Eg., (okay, so it's a slightly artificial example). Match all strings that lie between the strings "{this}" and "{that}" which do not contain the string "{never}".


I apologise for being a stupid newbie, but do you mean substrings, as in strings that contain this, that, never?

BuzzLY
10-05-2003, 01:12 PM
That doesn't make you a stupid newbie. What makes you a stupid newbie is quoting the entire post when responding with a one-line question. Or, does that make you a dork-ass? ;)

Merve
10-05-2003, 01:20 PM
Thanks for pointing out my stupid-newbidity, BuzzLY. Does POSIXregex have any advantages?

BuzzLY
10-05-2003, 02:04 PM
You're welcome :p

I really don't know of any advantages... I think this debate is similar to print vs. echo. If both do what you want, then use the one that you are most comfortable with. If one does what you want, but the other doesn't, then your choice is obvious.

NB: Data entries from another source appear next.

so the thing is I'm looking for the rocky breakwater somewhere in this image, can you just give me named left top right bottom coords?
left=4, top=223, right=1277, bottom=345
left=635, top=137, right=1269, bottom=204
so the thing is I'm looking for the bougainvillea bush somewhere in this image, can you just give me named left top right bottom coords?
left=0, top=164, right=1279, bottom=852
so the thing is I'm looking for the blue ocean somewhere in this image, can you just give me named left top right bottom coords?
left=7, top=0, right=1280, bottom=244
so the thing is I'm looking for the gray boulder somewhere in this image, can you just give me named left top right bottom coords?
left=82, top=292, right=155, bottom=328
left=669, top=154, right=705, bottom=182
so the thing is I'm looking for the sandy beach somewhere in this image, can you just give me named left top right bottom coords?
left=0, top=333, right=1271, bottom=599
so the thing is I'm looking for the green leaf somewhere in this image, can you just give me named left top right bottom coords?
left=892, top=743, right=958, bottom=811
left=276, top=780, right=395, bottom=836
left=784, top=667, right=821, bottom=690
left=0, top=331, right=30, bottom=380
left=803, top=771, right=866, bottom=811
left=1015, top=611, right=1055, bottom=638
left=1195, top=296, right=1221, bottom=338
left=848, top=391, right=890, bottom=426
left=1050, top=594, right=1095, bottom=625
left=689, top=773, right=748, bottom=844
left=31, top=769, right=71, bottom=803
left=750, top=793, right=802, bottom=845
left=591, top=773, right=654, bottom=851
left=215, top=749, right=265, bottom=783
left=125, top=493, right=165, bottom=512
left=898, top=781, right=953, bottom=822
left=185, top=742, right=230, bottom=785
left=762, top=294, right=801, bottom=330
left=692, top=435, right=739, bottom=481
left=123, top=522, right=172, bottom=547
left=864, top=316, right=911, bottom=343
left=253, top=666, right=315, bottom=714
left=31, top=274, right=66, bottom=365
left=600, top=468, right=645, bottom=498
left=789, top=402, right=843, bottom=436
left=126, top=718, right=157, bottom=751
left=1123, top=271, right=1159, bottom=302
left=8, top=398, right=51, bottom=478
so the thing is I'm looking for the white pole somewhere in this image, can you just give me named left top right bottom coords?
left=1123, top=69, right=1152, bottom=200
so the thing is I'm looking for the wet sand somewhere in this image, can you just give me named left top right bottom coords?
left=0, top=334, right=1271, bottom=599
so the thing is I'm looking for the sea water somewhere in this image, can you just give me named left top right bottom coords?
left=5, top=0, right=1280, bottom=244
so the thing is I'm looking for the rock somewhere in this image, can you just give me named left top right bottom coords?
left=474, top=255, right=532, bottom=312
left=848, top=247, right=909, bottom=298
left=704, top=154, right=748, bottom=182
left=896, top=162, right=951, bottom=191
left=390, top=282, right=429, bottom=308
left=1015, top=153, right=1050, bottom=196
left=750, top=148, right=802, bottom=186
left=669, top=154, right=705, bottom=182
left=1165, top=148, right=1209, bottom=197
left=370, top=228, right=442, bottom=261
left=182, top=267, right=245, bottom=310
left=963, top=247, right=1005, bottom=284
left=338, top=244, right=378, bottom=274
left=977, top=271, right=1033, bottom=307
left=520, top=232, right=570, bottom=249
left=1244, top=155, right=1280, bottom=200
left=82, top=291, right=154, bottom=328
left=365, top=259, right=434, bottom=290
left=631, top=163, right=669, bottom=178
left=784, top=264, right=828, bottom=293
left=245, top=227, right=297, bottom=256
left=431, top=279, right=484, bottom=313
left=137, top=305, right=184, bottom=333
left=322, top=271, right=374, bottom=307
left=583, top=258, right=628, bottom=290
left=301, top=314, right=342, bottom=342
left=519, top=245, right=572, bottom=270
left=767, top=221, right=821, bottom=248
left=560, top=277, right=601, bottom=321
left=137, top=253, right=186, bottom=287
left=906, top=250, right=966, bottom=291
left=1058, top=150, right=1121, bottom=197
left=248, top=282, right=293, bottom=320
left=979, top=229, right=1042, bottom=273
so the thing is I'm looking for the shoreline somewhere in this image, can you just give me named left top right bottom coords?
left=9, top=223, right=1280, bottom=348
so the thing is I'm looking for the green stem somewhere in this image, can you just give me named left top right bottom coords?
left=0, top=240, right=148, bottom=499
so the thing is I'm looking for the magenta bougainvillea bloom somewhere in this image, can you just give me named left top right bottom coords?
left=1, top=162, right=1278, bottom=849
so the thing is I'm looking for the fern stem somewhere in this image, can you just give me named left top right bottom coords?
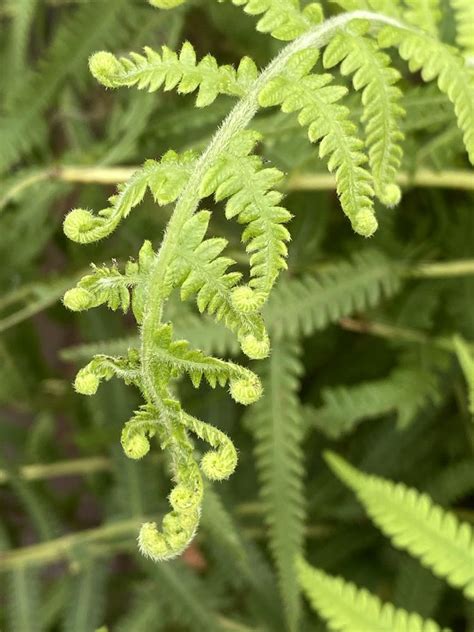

If you know how to use both, you definitely have an advantage, wouldn't you say?

Merve
10-05-2003, 02:09 PM
Sadly, I only know PCRE...the only advantage I can think of is that POSIXregex is easier to learn..supposedly.

I'm sticking to PCRE for the moment. Thanks for voting me a dork-ass, and thanks for all your help on this matter; it'll help me mess around a bit , and then I'll truly figure out what's better.

LordShryku
10-05-2003, 02:34 PM
You got one-up on me....I don't know much about regular expressions....

Merve
10-05-2003, 02:41 PM
I couldn't write a pattern without referring to the manual and this handy resource: http://www.tote-taste.de/X-Project/regex/

I'm not that great at regex; I just know the basics.

Weedpacket
10-05-2003, 04:53 PM
Originally posted by BuzzLY
You're welcome :p

I really don't know of any advantages... I think this debate is similar to print vs. echo. If both do what you want, then use the one that you are most comfortable with. If one does what you want, but the other doesn't, then your choice is obvious.

If you know how to use both, you definitely have an advantage, wouldn't you say? There really isn't anything POSIX expressions can do that PCRE expressions can't. Apart from the /.../ delimiters in the latter, a POSIX regexp is a valid PCRE regexp.

And I just checked with my copy of PHP and I've found that that does include things like [[:alnum:]] - supporting those is a compile-time option when building the PCRE library. I remember thinking that those were the one thing that POSIX regexps have that PCRE regexps don't, but it turns out I'm wrong. Of course, [a-zA-Z0-9] is just as short and more obvious anyway.

So any ereg() expression "foo" can be turned into a preg_match() expression "/foo/" (or your choice of delimiter), and any eregi() expression "bar" can be turned into a preg_match() expression "/bar/i". So migrating (to use the euphemism - you going to migrate back at the end of the season?) from POSIX to PCRE is pretty much a trivial task.

Going the other way, though, can be a fair sight more difficult; what's the POSIX equivalent of \b?

Merve
10-06-2003, 08:29 PM
It's great to have your input. I've made my choice now and it's PCRE. Thank you very much.